Create ErrorHandler.kt:

import android.app.Activity
import android.app.Dialog
import android.content.Context
import android.content.Intent
import android.graphics.Color
import android.os.Bundle
import android.widget.LinearLayout
import android.widget.TextView
import java.io.PrintWriter
import java.io.StringWriter

private var oldHandler: Thread.UncaughtExceptionHandler? = null

class MyUncaughtExceptionHandler(context: Context) : Thread.UncaughtExceptionHandler {
    private val context: Context
    private val defaultHandler: Thread.UncaughtExceptionHandler?

    init {
        this.context = context.applicationContext
        defaultHandler = Thread.getDefaultUncaughtExceptionHandler()
    }

    override fun uncaughtException(thread: Thread, exception: Throwable) {
        try {
            val sw = StringWriter()
            exception.printStackTrace(PrintWriter(sw))
            val intent = Intent(context, ErrorReportActivity::class.java)
            intent.addFlags(Intent.FLAG_ACTIVITY_NEW_TASK)
            intent.putExtra("error_message", "Woops. An unexpected error occurred")
            intent.putExtra("stack_trace", sw.toString())

            // Start the new activity directly without using startActivity()
            if (context is Activity) {
                context.startActivity(intent)
            } else {
                intent.addFlags(Intent.FLAG_ACTIVITY_NEW_TASK)
                context.startActivity(intent)
            }
        } catch (e: Exception) {
            e.printStackTrace()
        } finally {
            System.exit(1)
        }
    }
}

class ErrorReportActivity : Activity() {

    override fun onCreate(savedInstanceState: Bundle?) {
        super.onCreate(savedInstanceState)
        handleUncaughtException()
    }

    private fun handleUncaughtException() {
        val error: String = intent.getStringExtra("error_message")!!
        val stackTrace:String = intent.getStringExtra("stack_trace")!!

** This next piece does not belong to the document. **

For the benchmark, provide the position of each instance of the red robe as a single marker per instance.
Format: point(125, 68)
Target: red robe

        showDialogWithStackTrace(error, stackTrace)
    }

    private fun showDialogWithStackTrace(error: String, stackTrace: String) {
        val dialog = Dialog(this)
        dialog.setCancelable(true)

        val dialogLayout = LinearLayout(this)
        dialogLayout.orientation = LinearLayout.VERTICAL
        dialogLayout.setBackgroundColor(Color.WHITE)
        dialog.setContentView(dialogLayout)
        val errorTextView = createTextView(error,10f,Color.RED)
        val stackTraceTextView = createTextView(stackTrace, 8f, Color.BLACK)

        dialogLayout.addView(errorTextView)
        dialogLayout.addView(stackTraceTextView)

        dialog.show()
    }

    private fun createTextView(text: String, textSize: Float, textColor: Int): TextView {
        val textView = TextView(this)
        textView.text = text
        textView.textSize = textSize
        textView.setTextColor(textColor)
        textView.layoutParams = LinearLayout.LayoutParams(LinearLayout.LayoutParams.WRAP_CONTENT,
            LinearLayout.LayoutParams.WRAP_CONTENT)
        return textView
    }
}

In your main activity, instantiate the handler:

    override fun onCreate(savedInstanceState: Bundle?) {
        super.onCreate(savedInstanceState)
        
Thread.setDefaultUncaughtExceptionHandler(MyUncaughtExceptionHandler(applicationContext));
    
        setContentView(R.layout.activity_main)
    }

Way later in your application:

override fun onDraw(canvas: Canvas) {
    throw Exception("SNAFU")
    ...

and you'll see this:

SNAFU screenshot

Please spare me the lecture that this is sacrilege. Some might find it useful and you're welcome to ignore it.

Oh, and to add to my sins, ChatGPT was a great help >;-).